FIFTEENTH SUNDAY IN ORDINARY TIME (A)
Chesterton was not speaking about the physical act of seeing, but the inward act of understanding and appreciating what one sees. Very few of us are truly blind in the physical sense. But most of us walk by amazing, even miraculous sights every day without comprehending what it is our eyes are telling us. When we finally see the things we have been looking at all along, we might be inclined to pause, take a breath, and say, "Oh, I see..."
I used to work in a small museum, and we had signs directing where our visitors needed to go. The first thing you saw when you walked through the door was a large sign with bright red lettering saying "Welcome! Museum entrance to the left." There was even a bright red arrow pointing the way. It never ceased to amaze (and annoy) the staff how many people would walk right past that large sign to the back of the room where there was a door with another sign that said, "Employees Only." They would walk through that door looking for the entrance. They all saw the signs. But many people were not looking, so they failed to comprehend what they were seeing.
Today in our gospel we hear the Parable of the Sower. Some of the sower's seed falls on the bare path where it is eaten by birds, some falls on rocky soil and cannot establish roots, and some falls among thorns which choke out their growth. But some of the seed falls on fertile ground and grows well. The seed is the same in all cases, only the ground is different.
After He preaches this parable to the large crowd, Jesus speaks just to His disciples and explains the meaning of His words. His parable describes different responses to hearing the "word of the kingdom" (Mt 13:19). Even though we all may hear the word of God, there are various distractions that can prevent us from allowing the word to take root in our hearts and bear fruit. These are the world, the flesh, and the devil, represented here by the path, the rocky soil, and the thorns.

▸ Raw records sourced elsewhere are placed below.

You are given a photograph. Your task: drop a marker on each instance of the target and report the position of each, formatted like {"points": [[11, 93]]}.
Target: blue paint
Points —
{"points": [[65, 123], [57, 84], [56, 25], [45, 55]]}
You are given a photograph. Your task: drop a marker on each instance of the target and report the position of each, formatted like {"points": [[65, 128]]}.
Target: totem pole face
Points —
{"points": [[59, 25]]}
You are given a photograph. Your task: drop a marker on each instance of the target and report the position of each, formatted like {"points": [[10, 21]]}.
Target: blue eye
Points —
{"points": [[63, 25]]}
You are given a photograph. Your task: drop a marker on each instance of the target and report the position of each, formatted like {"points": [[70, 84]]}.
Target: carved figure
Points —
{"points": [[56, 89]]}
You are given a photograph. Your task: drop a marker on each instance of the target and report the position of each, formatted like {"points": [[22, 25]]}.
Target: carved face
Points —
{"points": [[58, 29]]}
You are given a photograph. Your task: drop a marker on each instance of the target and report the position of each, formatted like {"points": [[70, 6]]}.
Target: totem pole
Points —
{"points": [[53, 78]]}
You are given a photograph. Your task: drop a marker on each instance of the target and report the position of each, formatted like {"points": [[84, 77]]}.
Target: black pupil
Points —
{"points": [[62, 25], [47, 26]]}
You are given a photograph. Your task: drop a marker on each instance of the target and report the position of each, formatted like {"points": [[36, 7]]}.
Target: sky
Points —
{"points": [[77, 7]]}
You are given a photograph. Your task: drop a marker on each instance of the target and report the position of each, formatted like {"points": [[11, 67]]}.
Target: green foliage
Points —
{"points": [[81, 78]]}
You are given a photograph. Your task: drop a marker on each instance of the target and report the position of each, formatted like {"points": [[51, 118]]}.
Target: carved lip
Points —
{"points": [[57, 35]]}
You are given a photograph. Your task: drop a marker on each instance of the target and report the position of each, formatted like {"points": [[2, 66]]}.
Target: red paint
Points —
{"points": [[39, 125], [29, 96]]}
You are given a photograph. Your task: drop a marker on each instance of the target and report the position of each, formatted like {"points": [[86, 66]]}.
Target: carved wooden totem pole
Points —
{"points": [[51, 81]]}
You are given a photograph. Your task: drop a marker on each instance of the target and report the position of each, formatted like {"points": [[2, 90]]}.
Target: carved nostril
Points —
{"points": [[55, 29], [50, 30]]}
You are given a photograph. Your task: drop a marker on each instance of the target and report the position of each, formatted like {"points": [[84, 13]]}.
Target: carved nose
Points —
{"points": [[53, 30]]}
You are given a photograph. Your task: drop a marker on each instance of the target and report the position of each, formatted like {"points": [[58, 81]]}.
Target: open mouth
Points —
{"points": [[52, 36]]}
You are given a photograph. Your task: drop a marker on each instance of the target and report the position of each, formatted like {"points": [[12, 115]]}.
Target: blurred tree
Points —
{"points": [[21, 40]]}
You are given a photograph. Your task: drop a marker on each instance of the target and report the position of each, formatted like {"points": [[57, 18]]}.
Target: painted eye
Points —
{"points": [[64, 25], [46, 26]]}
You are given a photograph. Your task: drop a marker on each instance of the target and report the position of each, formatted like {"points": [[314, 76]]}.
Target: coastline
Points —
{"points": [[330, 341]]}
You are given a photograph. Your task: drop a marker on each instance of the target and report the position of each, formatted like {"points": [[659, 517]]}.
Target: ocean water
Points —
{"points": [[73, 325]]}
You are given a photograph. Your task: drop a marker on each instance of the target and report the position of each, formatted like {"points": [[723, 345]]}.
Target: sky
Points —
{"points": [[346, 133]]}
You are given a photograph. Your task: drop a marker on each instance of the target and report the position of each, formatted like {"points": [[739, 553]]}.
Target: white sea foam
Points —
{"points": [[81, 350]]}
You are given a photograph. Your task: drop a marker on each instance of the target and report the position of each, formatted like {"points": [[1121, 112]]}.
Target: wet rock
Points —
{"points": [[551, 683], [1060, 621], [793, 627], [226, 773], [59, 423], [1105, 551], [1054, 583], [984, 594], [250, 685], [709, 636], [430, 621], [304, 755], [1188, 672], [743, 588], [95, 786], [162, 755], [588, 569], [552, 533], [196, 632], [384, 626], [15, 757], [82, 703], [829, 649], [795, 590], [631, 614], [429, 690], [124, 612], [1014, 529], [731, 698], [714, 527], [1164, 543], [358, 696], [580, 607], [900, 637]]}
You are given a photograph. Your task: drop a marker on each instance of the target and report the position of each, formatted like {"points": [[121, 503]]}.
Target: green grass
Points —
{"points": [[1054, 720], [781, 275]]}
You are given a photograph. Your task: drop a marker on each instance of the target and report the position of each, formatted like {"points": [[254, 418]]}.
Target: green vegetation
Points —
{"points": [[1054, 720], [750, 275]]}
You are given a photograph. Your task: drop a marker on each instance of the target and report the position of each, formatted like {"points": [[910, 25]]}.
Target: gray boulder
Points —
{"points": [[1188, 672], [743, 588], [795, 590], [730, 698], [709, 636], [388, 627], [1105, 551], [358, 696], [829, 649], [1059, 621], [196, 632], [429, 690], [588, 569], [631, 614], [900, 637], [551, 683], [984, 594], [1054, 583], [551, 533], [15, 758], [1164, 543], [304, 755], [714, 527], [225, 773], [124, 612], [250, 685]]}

Jesus does not always take the time to explain the meaning of His words. Think of the Bread of Life discourse in the sixth chapter of John, when the majority of His followers leave after being told they must eat His flesh and drink His blood. Or think of Jesus' somewhat quizzical replies to the questions of Pilate during His trial. But here He explains to the disciples plainly the meaning of His words. It is almost as if Christ is saying, "Look, everyone heard me; they will either understand what I am saying or they won't. It doesn't matter how plainly I explain it; if they are not really listening, they won't get it."
He says, quoting the prophet Isaiah, "They look but do not see and hear but do not listen or understand." But to the faithful disciples, He says, "But blessed are your eyes, because they see, and your ears, because they hear."
Jesus spoke His words in public, for all to hear, but only some were willing to listen. Just like the sower cast his seed upon all terrains, but only in some was it able to take root. The same seed was cast over all. The difference was in the condition of the soil. This is a metaphor for our faith. When we begin to learn the Catechism, which is a study of our creed, the first thing we learn about is faith. The first thing we say in our creed is "I believe," which in Latin is credo. That's where our English word "creed" comes from. So our study of the creed begins with faith, and faith is kind of a mysterious thing.
Our Catechism defines faith as, "Both a gift of God and a human act by which the believer gives personal adherence to God... and freely assents to the whole truth that God has revealed." How can faith be a free gift from God but also something we humans have to do? If faith is a gift, does God give faith only to some people and not others? If I am struggling with my faith does that mean God has't given me as much as He gives others? These are honest questions. It can be a bit confusing to be told that faith is a gift from God and at the same time our response to God.
This is where the parable of the sower helps. Just as the sower casts the same seed on all grounds, God gives the same gift of faith to all of us. But the purpose of the seed is to take root, grow, and bear fruit. To do that, it must have fertile soil. That is our part. The fertile soil is our act of faith, allowing God's word to take root. There are many things that can keep us from doing that. We could not be open to hearing the word at all. We could hear it, but be anxious or fearful to fully open our lives to it. Or we could allow the many distractions of this world to crowd it out.
Everyone in the crowd heard Jesus preach His parable. But only a few understood because only a few were truly open to listening to the Word of God. Some were made deaf by cynicism, or concern for things of this world, or attachment to sin. Others were willing to hear the word of God and follow through, even if it meant a radical change in their lives. This is a necessary condition of faith -- to be open to seeing what God is showing you, and hearing His word, and then following where He leads. Open your eyes to see His beauty. Open your hears to hear His wisdom. And prepare your heart to be rich and fruitful soil, where His gift of faith can take root and prosper. For "the seed sown on rich soil is the one who hears the word and understands it, who indeed bears fruit and yields a hundred or sixty or thirtyfold" (Mt 13:23).
G. K. Chesterton said it is amazing what ordinary people can see if they decide to start seeing. We can also say it is amazing what ordinary people can hear if they decide to start listening. Let us set ourselves to this task; the wonderful task of seeing and hearing the spirit of God active in our lives.